States' lawsuit alleges OCC rule enables 'rent-a-bank’ schemes
New York, California and Illinois sued the Office of the Comptroller of the Currency over a new rule making it easier for banks to sell loans to acquirers in states with interest rate caps, alleging the change will increase predatory lending.
The suit, filed Wednesday in federal court in Oakland, California, claims the change finalized in May by the OCC undermines state laws intended to protect consumers. The change is “arbitrary and capricious” and violates the federal Administrative Procedure Act, according to the lawsuit. The rule is set to take effect Aug. 3.
“This is a case about federal overreach,” the states’ Democratic attorneys general said in the complaint. “The rule is beyond the OCC’s power to issue, is contrary to statute, and would facilitate predatory lending through sham ‘rent-a-bank’ partnerships designed to evade state law.”

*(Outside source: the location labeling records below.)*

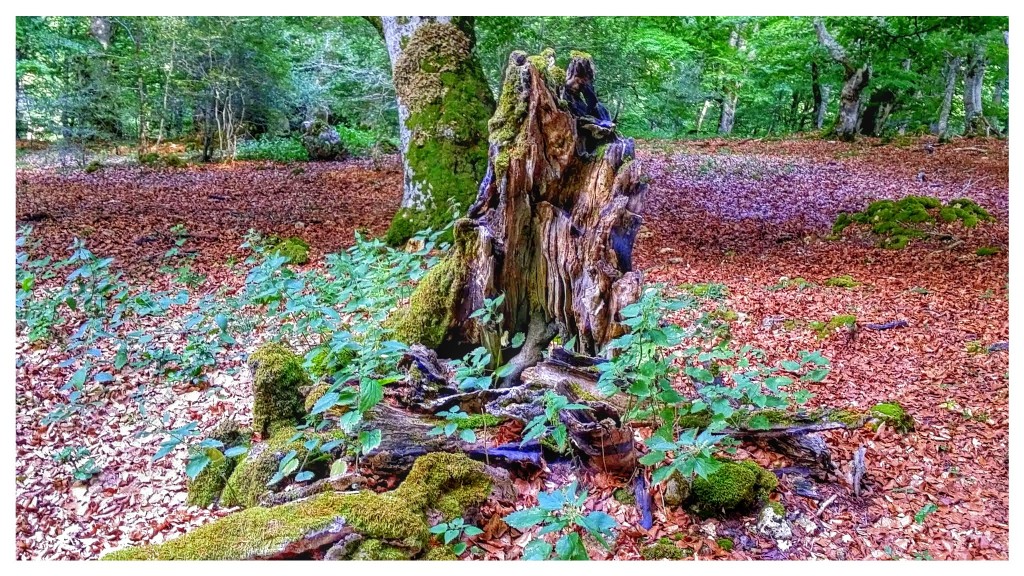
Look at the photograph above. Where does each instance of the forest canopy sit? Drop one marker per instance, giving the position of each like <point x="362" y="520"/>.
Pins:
<point x="220" y="81"/>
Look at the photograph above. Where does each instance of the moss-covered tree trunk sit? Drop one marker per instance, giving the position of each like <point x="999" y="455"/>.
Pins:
<point x="552" y="228"/>
<point x="443" y="107"/>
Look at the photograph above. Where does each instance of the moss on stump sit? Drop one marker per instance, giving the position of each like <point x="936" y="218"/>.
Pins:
<point x="278" y="378"/>
<point x="393" y="525"/>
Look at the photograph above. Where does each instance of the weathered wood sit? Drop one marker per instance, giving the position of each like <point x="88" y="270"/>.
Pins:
<point x="553" y="224"/>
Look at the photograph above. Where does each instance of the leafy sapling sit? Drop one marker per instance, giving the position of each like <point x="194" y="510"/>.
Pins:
<point x="563" y="511"/>
<point x="454" y="530"/>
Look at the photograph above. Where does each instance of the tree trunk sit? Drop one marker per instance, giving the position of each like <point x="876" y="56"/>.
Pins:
<point x="552" y="228"/>
<point x="951" y="72"/>
<point x="728" y="117"/>
<point x="443" y="107"/>
<point x="974" y="119"/>
<point x="855" y="82"/>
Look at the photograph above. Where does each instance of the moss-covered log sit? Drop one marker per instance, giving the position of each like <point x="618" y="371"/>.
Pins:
<point x="389" y="526"/>
<point x="552" y="228"/>
<point x="443" y="107"/>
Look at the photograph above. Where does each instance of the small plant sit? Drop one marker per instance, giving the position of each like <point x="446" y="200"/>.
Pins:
<point x="80" y="460"/>
<point x="276" y="150"/>
<point x="557" y="511"/>
<point x="925" y="511"/>
<point x="454" y="417"/>
<point x="845" y="281"/>
<point x="455" y="529"/>
<point x="549" y="422"/>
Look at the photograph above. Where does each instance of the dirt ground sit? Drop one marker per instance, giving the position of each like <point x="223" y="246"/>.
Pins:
<point x="741" y="213"/>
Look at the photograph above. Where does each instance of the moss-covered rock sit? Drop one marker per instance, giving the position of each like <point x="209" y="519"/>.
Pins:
<point x="735" y="487"/>
<point x="664" y="549"/>
<point x="445" y="103"/>
<point x="293" y="248"/>
<point x="893" y="415"/>
<point x="392" y="525"/>
<point x="278" y="378"/>
<point x="431" y="309"/>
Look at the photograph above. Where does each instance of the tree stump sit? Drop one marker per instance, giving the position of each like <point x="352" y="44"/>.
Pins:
<point x="552" y="228"/>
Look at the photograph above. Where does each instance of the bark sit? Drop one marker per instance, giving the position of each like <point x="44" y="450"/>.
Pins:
<point x="552" y="228"/>
<point x="950" y="74"/>
<point x="975" y="123"/>
<point x="856" y="79"/>
<point x="443" y="107"/>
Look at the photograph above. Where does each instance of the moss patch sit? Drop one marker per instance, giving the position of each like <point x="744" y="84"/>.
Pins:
<point x="845" y="281"/>
<point x="431" y="307"/>
<point x="279" y="375"/>
<point x="894" y="415"/>
<point x="293" y="248"/>
<point x="735" y="487"/>
<point x="664" y="549"/>
<point x="441" y="84"/>
<point x="394" y="524"/>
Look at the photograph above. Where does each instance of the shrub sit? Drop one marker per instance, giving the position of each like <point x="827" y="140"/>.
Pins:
<point x="276" y="150"/>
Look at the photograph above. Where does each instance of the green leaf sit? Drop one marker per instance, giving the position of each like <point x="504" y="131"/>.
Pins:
<point x="524" y="519"/>
<point x="537" y="549"/>
<point x="196" y="464"/>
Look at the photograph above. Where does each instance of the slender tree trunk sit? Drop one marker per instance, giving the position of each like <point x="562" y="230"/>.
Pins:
<point x="854" y="84"/>
<point x="443" y="107"/>
<point x="950" y="74"/>
<point x="975" y="123"/>
<point x="728" y="116"/>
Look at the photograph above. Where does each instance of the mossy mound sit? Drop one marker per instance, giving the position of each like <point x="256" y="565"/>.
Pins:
<point x="293" y="248"/>
<point x="734" y="487"/>
<point x="393" y="524"/>
<point x="845" y="281"/>
<point x="897" y="222"/>
<point x="664" y="549"/>
<point x="278" y="378"/>
<point x="893" y="415"/>
<point x="441" y="86"/>
<point x="431" y="309"/>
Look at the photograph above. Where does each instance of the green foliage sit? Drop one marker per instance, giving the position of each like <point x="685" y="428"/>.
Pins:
<point x="897" y="222"/>
<point x="453" y="530"/>
<point x="80" y="460"/>
<point x="562" y="510"/>
<point x="276" y="150"/>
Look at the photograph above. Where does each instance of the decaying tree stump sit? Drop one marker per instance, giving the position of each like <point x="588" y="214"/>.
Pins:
<point x="552" y="228"/>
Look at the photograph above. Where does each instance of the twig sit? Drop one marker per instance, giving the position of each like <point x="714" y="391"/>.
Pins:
<point x="824" y="505"/>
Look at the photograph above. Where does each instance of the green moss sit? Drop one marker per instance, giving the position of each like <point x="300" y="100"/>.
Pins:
<point x="279" y="375"/>
<point x="440" y="553"/>
<point x="825" y="329"/>
<point x="735" y="487"/>
<point x="625" y="496"/>
<point x="477" y="421"/>
<point x="896" y="222"/>
<point x="438" y="80"/>
<point x="376" y="549"/>
<point x="894" y="415"/>
<point x="431" y="307"/>
<point x="205" y="489"/>
<point x="394" y="524"/>
<point x="664" y="549"/>
<point x="845" y="281"/>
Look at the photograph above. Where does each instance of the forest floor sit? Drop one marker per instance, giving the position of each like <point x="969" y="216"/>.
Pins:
<point x="742" y="214"/>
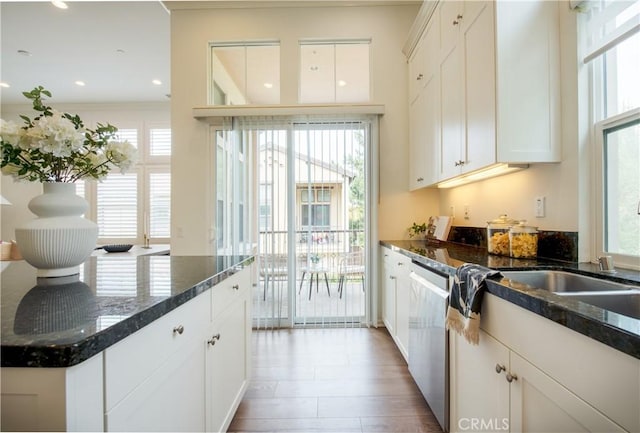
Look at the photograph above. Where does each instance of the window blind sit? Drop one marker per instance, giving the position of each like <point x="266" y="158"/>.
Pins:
<point x="117" y="206"/>
<point x="160" y="142"/>
<point x="608" y="23"/>
<point x="160" y="205"/>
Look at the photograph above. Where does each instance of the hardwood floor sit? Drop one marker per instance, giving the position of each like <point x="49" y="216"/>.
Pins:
<point x="331" y="380"/>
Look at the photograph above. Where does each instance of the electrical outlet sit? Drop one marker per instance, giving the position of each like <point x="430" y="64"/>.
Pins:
<point x="539" y="207"/>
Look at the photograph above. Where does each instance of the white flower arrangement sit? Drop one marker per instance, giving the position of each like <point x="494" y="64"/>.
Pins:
<point x="57" y="147"/>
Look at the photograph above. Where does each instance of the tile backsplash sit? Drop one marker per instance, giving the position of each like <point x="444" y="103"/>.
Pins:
<point x="551" y="244"/>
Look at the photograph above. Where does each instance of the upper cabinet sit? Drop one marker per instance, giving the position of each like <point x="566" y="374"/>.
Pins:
<point x="495" y="89"/>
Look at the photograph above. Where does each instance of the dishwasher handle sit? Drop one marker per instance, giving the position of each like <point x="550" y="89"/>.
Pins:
<point x="428" y="284"/>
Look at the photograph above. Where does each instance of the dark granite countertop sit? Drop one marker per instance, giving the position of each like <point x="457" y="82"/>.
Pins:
<point x="60" y="322"/>
<point x="615" y="330"/>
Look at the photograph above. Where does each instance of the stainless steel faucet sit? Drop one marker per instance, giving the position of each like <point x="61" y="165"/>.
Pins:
<point x="606" y="264"/>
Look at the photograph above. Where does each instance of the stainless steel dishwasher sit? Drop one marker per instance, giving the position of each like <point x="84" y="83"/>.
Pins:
<point x="429" y="339"/>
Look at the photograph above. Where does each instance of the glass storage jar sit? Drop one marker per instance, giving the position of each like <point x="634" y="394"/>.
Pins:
<point x="498" y="235"/>
<point x="523" y="241"/>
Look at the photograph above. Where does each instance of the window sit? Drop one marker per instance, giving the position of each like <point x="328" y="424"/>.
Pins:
<point x="245" y="73"/>
<point x="315" y="207"/>
<point x="129" y="206"/>
<point x="611" y="41"/>
<point x="334" y="71"/>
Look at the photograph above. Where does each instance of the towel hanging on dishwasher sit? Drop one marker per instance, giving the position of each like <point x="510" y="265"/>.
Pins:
<point x="465" y="300"/>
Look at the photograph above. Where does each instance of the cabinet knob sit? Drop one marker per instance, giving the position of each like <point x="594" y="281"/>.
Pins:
<point x="214" y="339"/>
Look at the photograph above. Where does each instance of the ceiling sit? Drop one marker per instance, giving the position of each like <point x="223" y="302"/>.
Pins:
<point x="116" y="48"/>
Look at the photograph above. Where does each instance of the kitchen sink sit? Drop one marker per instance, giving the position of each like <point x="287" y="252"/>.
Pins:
<point x="609" y="295"/>
<point x="565" y="283"/>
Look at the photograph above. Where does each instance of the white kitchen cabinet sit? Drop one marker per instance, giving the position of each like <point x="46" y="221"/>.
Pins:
<point x="424" y="111"/>
<point x="228" y="352"/>
<point x="467" y="87"/>
<point x="498" y="87"/>
<point x="388" y="281"/>
<point x="397" y="290"/>
<point x="535" y="381"/>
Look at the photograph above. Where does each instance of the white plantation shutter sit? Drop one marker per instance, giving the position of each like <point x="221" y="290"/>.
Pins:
<point x="160" y="204"/>
<point x="117" y="206"/>
<point x="160" y="142"/>
<point x="130" y="135"/>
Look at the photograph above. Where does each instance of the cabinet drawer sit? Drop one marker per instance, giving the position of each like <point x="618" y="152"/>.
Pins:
<point x="134" y="359"/>
<point x="229" y="290"/>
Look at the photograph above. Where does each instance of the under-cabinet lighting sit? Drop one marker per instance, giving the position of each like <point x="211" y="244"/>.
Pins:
<point x="59" y="4"/>
<point x="485" y="173"/>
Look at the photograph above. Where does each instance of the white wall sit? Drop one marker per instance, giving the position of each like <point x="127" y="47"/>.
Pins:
<point x="192" y="30"/>
<point x="128" y="115"/>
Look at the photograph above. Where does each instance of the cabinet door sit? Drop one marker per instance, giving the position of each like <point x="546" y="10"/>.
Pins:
<point x="171" y="399"/>
<point x="540" y="404"/>
<point x="403" y="297"/>
<point x="389" y="293"/>
<point x="418" y="142"/>
<point x="417" y="70"/>
<point x="451" y="94"/>
<point x="480" y="90"/>
<point x="479" y="390"/>
<point x="227" y="364"/>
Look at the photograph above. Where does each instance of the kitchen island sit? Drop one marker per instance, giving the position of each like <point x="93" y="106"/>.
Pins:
<point x="544" y="362"/>
<point x="131" y="343"/>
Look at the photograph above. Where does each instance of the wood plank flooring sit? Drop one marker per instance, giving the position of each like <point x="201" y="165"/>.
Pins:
<point x="331" y="380"/>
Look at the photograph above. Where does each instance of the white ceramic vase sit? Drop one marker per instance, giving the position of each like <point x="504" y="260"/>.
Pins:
<point x="60" y="239"/>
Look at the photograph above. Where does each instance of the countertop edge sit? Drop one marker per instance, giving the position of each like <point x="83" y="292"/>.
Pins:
<point x="68" y="355"/>
<point x="543" y="304"/>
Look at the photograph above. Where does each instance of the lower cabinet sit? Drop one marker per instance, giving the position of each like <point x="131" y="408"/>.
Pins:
<point x="185" y="372"/>
<point x="396" y="288"/>
<point x="227" y="357"/>
<point x="512" y="385"/>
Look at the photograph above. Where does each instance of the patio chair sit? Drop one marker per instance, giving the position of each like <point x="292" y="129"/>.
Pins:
<point x="273" y="267"/>
<point x="350" y="267"/>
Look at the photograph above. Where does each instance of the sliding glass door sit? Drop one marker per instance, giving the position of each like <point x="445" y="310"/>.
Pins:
<point x="312" y="217"/>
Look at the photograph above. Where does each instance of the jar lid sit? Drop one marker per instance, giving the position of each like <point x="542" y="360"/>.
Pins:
<point x="503" y="220"/>
<point x="521" y="227"/>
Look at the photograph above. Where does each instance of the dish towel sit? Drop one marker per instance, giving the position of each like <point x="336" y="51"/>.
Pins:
<point x="465" y="300"/>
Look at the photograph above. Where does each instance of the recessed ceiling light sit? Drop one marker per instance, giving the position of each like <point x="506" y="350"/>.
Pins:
<point x="59" y="4"/>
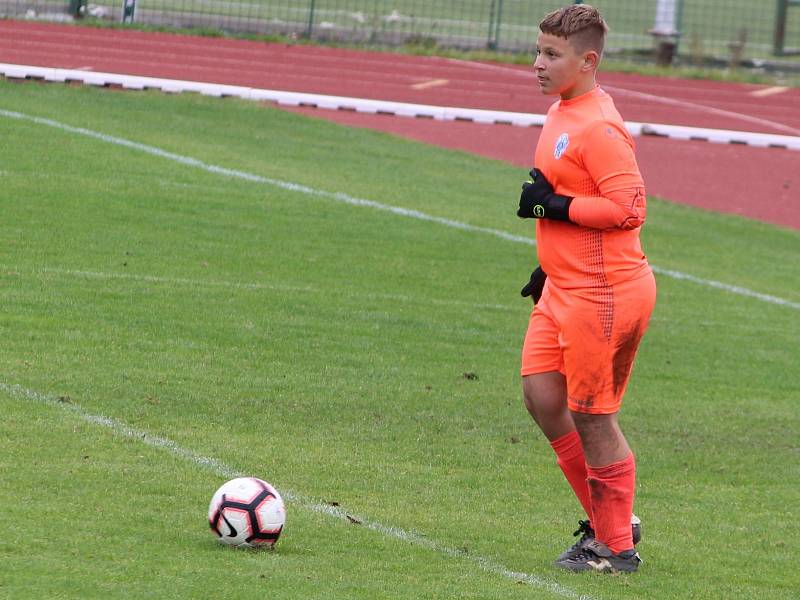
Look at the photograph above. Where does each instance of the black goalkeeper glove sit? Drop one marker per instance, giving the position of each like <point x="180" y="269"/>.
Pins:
<point x="539" y="201"/>
<point x="535" y="286"/>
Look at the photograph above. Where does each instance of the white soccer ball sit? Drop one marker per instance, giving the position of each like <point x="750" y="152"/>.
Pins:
<point x="247" y="512"/>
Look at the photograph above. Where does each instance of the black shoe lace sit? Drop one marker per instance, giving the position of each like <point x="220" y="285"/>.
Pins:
<point x="583" y="528"/>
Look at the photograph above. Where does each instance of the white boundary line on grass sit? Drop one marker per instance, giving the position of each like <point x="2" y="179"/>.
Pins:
<point x="352" y="200"/>
<point x="400" y="109"/>
<point x="219" y="468"/>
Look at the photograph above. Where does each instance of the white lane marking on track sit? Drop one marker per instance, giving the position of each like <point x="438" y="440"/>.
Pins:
<point x="649" y="97"/>
<point x="429" y="84"/>
<point x="217" y="467"/>
<point x="369" y="106"/>
<point x="770" y="91"/>
<point x="347" y="199"/>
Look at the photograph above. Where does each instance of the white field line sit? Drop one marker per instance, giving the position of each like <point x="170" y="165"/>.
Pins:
<point x="217" y="467"/>
<point x="403" y="109"/>
<point x="286" y="185"/>
<point x="354" y="201"/>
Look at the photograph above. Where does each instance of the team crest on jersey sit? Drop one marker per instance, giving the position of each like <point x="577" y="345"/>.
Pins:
<point x="561" y="145"/>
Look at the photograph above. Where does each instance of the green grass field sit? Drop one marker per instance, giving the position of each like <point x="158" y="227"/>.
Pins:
<point x="323" y="346"/>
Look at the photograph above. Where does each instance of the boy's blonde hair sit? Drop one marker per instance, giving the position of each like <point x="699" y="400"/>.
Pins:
<point x="582" y="25"/>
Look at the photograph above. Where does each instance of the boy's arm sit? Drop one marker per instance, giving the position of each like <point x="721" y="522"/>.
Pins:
<point x="609" y="158"/>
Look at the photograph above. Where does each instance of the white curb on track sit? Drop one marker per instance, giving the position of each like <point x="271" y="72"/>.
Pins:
<point x="385" y="107"/>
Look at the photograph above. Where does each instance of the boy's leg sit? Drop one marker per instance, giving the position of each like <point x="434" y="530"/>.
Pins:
<point x="544" y="390"/>
<point x="600" y="338"/>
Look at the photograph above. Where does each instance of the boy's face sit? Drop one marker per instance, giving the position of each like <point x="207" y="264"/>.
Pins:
<point x="559" y="68"/>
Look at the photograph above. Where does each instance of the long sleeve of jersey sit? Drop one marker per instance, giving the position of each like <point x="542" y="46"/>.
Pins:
<point x="607" y="155"/>
<point x="586" y="153"/>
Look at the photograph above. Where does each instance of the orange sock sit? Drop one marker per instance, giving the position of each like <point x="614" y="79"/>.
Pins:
<point x="612" y="488"/>
<point x="569" y="450"/>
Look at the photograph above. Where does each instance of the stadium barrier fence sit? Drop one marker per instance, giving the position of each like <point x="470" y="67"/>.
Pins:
<point x="723" y="33"/>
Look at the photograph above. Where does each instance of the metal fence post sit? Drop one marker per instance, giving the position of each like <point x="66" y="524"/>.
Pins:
<point x="779" y="37"/>
<point x="489" y="43"/>
<point x="310" y="28"/>
<point x="497" y="23"/>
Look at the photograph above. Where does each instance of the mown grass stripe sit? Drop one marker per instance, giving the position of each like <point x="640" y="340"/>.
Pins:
<point x="354" y="201"/>
<point x="219" y="468"/>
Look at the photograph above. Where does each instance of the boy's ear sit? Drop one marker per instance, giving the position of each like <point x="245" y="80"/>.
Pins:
<point x="590" y="60"/>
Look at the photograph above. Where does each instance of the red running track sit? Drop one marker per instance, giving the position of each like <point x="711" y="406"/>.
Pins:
<point x="754" y="182"/>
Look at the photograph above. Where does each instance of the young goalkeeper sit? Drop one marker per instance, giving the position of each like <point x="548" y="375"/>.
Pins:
<point x="594" y="290"/>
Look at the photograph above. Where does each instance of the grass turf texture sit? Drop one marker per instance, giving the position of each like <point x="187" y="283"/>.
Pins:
<point x="323" y="347"/>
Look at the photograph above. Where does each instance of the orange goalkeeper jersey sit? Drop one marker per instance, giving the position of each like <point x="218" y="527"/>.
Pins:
<point x="585" y="152"/>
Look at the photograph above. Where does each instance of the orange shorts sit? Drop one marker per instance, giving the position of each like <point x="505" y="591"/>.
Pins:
<point x="591" y="336"/>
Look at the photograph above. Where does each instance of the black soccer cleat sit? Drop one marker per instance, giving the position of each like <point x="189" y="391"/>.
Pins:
<point x="587" y="535"/>
<point x="596" y="556"/>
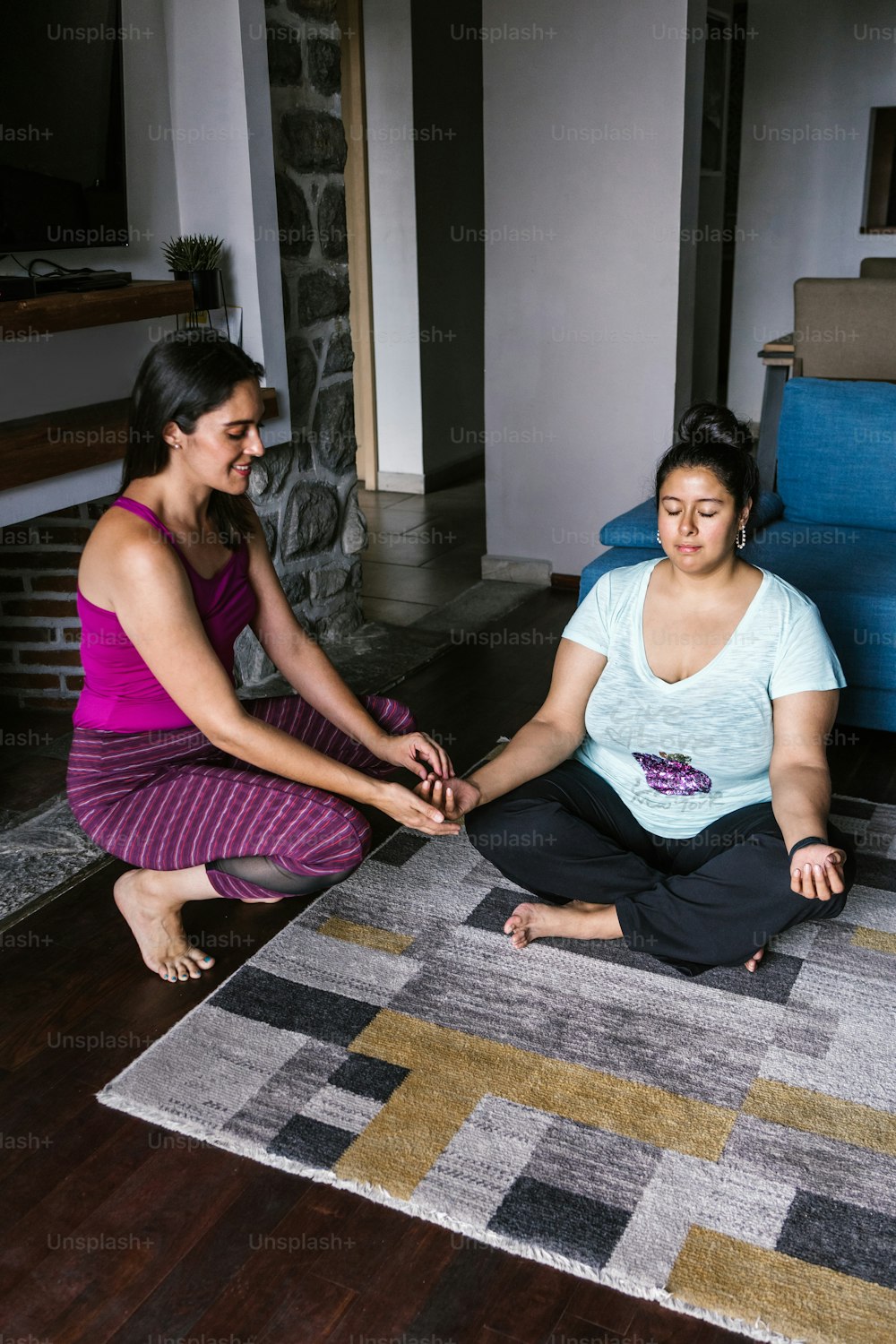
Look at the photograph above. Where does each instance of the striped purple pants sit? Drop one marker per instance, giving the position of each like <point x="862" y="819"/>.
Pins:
<point x="172" y="800"/>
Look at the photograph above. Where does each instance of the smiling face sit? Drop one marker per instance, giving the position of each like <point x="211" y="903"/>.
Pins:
<point x="697" y="519"/>
<point x="220" y="452"/>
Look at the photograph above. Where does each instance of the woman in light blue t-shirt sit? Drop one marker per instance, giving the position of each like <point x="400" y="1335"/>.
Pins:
<point x="673" y="789"/>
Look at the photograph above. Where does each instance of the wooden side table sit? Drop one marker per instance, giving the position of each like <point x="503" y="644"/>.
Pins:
<point x="778" y="358"/>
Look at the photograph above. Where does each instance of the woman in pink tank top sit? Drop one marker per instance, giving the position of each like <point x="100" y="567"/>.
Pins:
<point x="207" y="795"/>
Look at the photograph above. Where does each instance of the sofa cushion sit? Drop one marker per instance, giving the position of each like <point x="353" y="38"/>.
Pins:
<point x="837" y="453"/>
<point x="638" y="527"/>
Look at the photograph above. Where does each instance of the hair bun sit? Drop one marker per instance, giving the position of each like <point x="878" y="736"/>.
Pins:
<point x="707" y="424"/>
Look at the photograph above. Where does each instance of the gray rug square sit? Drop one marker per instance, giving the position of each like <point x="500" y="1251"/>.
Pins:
<point x="724" y="1145"/>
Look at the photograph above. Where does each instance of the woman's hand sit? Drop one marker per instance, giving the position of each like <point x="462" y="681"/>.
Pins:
<point x="817" y="871"/>
<point x="454" y="797"/>
<point x="416" y="752"/>
<point x="405" y="806"/>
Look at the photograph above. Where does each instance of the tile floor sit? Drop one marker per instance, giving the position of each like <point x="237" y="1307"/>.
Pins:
<point x="422" y="550"/>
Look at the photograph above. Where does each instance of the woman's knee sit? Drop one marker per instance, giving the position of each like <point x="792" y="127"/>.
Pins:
<point x="390" y="714"/>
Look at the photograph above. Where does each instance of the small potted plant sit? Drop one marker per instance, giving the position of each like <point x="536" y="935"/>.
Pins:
<point x="196" y="257"/>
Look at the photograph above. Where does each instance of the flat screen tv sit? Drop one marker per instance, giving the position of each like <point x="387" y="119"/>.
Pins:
<point x="62" y="126"/>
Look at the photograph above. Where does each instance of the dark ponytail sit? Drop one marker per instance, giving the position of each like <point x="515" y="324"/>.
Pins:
<point x="185" y="375"/>
<point x="712" y="438"/>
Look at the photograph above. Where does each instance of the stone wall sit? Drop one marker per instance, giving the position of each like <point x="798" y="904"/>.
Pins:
<point x="306" y="489"/>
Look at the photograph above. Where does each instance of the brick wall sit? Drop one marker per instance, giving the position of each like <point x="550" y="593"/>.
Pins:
<point x="39" y="628"/>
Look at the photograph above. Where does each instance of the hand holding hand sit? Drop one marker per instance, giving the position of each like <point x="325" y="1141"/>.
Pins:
<point x="452" y="796"/>
<point x="817" y="871"/>
<point x="405" y="806"/>
<point x="417" y="752"/>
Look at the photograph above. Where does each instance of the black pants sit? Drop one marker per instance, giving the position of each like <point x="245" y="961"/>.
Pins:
<point x="708" y="900"/>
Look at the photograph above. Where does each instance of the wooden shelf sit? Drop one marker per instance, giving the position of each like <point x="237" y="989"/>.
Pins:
<point x="66" y="312"/>
<point x="42" y="446"/>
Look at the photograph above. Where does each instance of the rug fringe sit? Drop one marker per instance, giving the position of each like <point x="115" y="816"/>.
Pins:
<point x="378" y="1195"/>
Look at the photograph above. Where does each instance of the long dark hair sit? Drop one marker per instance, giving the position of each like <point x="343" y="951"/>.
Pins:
<point x="712" y="437"/>
<point x="182" y="378"/>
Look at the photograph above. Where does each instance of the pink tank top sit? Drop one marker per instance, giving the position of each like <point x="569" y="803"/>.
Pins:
<point x="120" y="693"/>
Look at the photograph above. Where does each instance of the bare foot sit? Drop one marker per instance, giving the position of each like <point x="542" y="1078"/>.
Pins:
<point x="578" y="919"/>
<point x="756" y="957"/>
<point x="155" y="921"/>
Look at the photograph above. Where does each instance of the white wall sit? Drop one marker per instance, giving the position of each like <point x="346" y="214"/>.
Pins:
<point x="812" y="73"/>
<point x="583" y="148"/>
<point x="392" y="238"/>
<point x="195" y="78"/>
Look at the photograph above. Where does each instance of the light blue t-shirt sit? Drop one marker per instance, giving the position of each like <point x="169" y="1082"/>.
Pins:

Current U.S. law allows federally chartered banks to charge interest rates that exceed state limits, but nonbanks can’t. Widespread complaints from the lending industry prompted the OCC’s rule.
“The rule protects the sanctity of legal contracts and provides the legal certainty to support the orderly function of markets and availability of credit,” the regulator said in an emailed statement. “We are confident in our authority to issue a rule on this matter and look forward to defending that authority.”
Nonbank lenders that aim to profit from buying high-interest bank loans faced potential restrictions from charging the full interest rate as a result of state caps.
The states allege the new rule will facilitate so-called rent-a-bank schemes “in which banks, not subject to interest rate caps, act as a mere pass-through for loans that, in substance, are issued by non-bank lenders,” according to the complaint.
“All this rule does is make it easier for bad actors to charge New Yorkers triple-digit interest rates on loans and chart a path to more easily take advantage of consumers, which is why we are taking action,” New York Attorney General Letitia James said in a statement. Her California counterpart, Xavier Becerra, said the new rule is creating a “loophole” for bad actors.
The OCC's rule was meant to help banks avoid the effects of the 2015 court decision in Madden v. Midland Funding. The ruling cast doubt on the longtime legal principle that a loan is "valid when made."